Friday, August 11, 2006

Grand Illusion: The Untold Story of Rudy Giuliani and 9/11

Book finds plenty to rip Rudy for on 9/11
BY DAVID SALTONSTALL DAILY NEWS SENIOR CORRESPONDENT

Rudy Giuliani's image as America's Mayor is harshly questioned in a new book that takes to task the city's preparedness on 9/11 - with some of the most pointed criticism coming from current Police Commissioner Raymond Kelly.

Kelly, who was dismissed from the post by Giuliani in 1993 and later reappointed by Mayor Bloomberg, offers several dramatic and remarkable observations in "Grand Illusion: The Untold Story of Rudy Giuliani and 9/11," by authors Dan Collins and well-known Giuliani critic Wayne Barrett.

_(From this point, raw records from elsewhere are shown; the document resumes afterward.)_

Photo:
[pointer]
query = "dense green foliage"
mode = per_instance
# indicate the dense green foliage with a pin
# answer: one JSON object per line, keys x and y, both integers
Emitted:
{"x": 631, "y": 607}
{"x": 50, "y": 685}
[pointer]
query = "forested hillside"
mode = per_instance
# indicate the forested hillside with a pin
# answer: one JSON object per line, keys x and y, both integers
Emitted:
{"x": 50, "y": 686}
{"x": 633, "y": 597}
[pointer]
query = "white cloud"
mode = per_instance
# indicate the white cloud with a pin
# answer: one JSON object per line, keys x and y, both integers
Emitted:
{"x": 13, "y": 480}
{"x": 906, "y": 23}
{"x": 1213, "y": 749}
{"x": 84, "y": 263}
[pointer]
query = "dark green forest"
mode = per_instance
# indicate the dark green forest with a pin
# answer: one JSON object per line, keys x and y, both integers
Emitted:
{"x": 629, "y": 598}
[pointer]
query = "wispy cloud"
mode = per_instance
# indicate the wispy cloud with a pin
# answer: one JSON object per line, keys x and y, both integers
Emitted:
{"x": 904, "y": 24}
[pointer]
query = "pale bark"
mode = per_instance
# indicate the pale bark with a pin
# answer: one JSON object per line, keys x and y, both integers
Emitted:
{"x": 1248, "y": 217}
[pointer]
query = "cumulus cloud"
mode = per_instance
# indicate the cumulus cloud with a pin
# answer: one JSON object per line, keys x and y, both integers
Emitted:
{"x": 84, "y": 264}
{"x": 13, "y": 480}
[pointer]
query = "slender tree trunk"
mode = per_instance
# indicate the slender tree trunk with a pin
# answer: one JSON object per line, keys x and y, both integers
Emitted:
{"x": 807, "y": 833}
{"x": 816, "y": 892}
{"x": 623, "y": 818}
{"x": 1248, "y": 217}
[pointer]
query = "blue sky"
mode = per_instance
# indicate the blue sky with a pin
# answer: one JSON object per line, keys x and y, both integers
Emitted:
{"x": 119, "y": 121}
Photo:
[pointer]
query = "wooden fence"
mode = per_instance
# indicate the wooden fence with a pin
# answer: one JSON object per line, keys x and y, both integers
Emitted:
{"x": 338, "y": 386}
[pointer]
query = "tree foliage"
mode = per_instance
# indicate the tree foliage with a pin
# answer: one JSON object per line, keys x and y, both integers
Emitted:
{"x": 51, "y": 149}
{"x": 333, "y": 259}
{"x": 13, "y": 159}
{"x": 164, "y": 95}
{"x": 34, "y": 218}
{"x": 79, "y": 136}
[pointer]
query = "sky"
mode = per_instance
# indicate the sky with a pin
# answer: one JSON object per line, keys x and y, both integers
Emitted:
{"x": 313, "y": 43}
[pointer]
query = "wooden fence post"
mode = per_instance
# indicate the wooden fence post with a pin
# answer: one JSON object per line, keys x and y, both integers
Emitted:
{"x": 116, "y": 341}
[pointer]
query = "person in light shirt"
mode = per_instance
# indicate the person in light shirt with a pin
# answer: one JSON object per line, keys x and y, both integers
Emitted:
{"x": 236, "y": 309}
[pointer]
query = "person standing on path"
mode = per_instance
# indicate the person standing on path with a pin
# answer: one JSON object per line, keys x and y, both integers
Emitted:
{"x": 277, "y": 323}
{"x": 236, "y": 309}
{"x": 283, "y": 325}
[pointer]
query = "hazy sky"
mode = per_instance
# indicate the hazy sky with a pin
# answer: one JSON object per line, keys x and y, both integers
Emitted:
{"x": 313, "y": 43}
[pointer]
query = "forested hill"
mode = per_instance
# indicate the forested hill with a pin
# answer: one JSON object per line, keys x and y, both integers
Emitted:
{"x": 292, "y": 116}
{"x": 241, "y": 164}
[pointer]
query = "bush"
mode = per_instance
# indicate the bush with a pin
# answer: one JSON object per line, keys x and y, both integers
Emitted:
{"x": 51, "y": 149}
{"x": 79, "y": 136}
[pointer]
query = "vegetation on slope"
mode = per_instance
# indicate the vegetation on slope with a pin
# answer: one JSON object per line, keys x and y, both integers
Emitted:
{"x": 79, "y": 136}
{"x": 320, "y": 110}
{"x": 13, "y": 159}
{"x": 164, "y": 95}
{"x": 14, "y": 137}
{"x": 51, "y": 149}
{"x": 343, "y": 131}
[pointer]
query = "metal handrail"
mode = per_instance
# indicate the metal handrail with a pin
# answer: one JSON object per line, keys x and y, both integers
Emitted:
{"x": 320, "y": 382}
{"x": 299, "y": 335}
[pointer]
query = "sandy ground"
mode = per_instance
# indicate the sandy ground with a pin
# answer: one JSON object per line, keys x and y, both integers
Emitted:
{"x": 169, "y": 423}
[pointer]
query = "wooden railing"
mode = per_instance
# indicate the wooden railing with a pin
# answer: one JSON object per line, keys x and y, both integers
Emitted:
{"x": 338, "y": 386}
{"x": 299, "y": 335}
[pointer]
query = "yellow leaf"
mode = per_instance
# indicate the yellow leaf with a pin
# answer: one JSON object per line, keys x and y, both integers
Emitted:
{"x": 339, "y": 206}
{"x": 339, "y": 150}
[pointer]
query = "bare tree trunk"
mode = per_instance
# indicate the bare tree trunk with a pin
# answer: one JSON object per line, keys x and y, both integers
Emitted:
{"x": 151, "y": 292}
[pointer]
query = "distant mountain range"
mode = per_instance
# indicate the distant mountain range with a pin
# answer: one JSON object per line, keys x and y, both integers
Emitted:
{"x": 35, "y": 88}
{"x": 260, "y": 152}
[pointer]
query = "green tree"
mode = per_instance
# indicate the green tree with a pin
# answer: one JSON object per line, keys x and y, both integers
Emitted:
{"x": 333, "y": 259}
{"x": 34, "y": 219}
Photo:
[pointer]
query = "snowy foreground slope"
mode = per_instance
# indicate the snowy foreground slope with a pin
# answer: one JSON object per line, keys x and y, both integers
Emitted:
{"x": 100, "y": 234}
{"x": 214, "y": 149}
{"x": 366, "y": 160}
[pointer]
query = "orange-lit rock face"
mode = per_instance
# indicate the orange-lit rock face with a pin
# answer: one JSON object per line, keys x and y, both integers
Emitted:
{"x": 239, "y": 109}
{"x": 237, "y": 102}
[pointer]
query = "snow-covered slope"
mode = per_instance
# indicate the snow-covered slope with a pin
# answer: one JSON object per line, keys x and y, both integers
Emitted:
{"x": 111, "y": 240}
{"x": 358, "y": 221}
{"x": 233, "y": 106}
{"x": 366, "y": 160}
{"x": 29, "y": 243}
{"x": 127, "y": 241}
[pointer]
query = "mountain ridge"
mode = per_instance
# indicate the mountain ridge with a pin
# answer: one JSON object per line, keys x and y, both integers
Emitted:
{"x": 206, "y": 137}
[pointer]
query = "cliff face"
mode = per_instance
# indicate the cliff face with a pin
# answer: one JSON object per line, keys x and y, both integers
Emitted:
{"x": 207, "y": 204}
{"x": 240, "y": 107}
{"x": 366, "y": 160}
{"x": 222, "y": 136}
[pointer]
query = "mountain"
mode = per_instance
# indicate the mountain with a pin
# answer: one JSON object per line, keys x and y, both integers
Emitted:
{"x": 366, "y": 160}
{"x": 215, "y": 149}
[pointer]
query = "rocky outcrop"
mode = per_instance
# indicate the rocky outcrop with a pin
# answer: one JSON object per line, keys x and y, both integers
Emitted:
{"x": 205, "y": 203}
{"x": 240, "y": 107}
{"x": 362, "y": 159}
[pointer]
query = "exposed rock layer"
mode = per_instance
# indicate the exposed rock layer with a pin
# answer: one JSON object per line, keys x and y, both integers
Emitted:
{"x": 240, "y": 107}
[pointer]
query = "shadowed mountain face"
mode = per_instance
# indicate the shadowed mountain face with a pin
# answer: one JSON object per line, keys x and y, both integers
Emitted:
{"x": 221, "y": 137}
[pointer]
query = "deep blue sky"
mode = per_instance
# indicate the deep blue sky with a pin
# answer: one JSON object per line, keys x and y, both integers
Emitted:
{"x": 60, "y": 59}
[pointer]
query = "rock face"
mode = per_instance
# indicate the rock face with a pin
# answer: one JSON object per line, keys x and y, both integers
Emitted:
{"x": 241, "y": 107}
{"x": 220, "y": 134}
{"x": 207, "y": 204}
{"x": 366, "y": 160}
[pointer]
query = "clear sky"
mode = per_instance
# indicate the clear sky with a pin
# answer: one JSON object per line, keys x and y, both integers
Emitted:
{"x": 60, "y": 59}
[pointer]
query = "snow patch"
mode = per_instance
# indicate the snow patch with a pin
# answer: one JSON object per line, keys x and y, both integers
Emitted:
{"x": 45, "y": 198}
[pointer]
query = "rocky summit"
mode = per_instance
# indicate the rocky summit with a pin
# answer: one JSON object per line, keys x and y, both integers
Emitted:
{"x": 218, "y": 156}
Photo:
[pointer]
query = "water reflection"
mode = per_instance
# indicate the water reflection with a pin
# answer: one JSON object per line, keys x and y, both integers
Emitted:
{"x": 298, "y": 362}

Many of the topics Kelly zeroes in on have been documented in the past: Giuliani's decision to locate the city's command center next to Ground Zero, the site of a terror bombing in 1993, archaic radios that kept the NYPD and FDNY from communicating, and the general chaos of the tragic day.

But Kelly is unsparing in his critique, saying of Giuliani's decision to place its Office of Emergency Management Command Center at 7 World Trade Center, "It was just unwise."

"If Giuliani had any sense of the threat, he would have gotten out of the City Hall area," Kelly told Barrett. "He put it right next to a target."

Kelly also expresses shock that Giuliani and his underlings never established a unified command post with top brass from the NYPD, the FDNY and Office of Emergency Management - a step that could have dramatically increased the flow of information between agencies.

"The radios would have been no problem if they had been at the same command post, if they'd been face-to-face," Kelly said. "Giuliani had the power to direct that to happen."

As for then-Police Commissioner Bernard Kerik, who spent much of 9/11 at Giuliani's side, Kelly says he's still unsure who was actually marshalling the NYPD's response that day.

"I don't know who was directing," said Kelly. "I literally don't."

Giuliani spokeswoman Sunny Mindel declined to comment yesterday on the substance of the book, saying only of a faxed press release from the publisher, "We haven't even read it."

Kelly also declined to comment yesterday.

The book makes extensive use of never-before-published interviews that Giuliani and other key staffers gave privately to the 9/11 commission - interviews that were supposed to remain confidential until 2009.

Last week, in their own book, the chairs of the commission conceded they failed to ask the "tough questions" of Giuliani, given the aura that surrounded his handling of the day.

The authors of "Grand Illusion" also offer passing praise for Giuliani, calling him "a leader and comforter" who "united the city while helping it to imagine a better, stronger future."

But the bulk of the 390-page tome is a dissection of what happened on 9/11, often with years of history woven in.

They note, for instance, that as early as 1990, the FDNY was describing its radios in agency memos as "obsolete" and "totally inadequate" - but the same radios were still in use in 2001.

The effect was tragic, many believe. Scores of firefighters - equipped with radios that couldn't communicate with NYPD brass - were unable to heed warnings the second tower was about to collapse.

"The question of why nothing was done about the radios came up in multiple interviews," said 9/11 commission lawyer Sam Caspersen. "And we never got a good response."

The book notes that, in private testimony before the 9/11 commission, Giuliani said, "In my first few years as mayor I thought there was a definite terrorist threat."

But Kelly suggests terrorism was far from a top concern of Giuliani's when he was elected mayor in 1993, nearly nine months after the World Trade Center bombing.

He recalled being interviewed by Giuliani for the police commissioner post.

"There was no discussion about terrorism or February 26," Kelly said.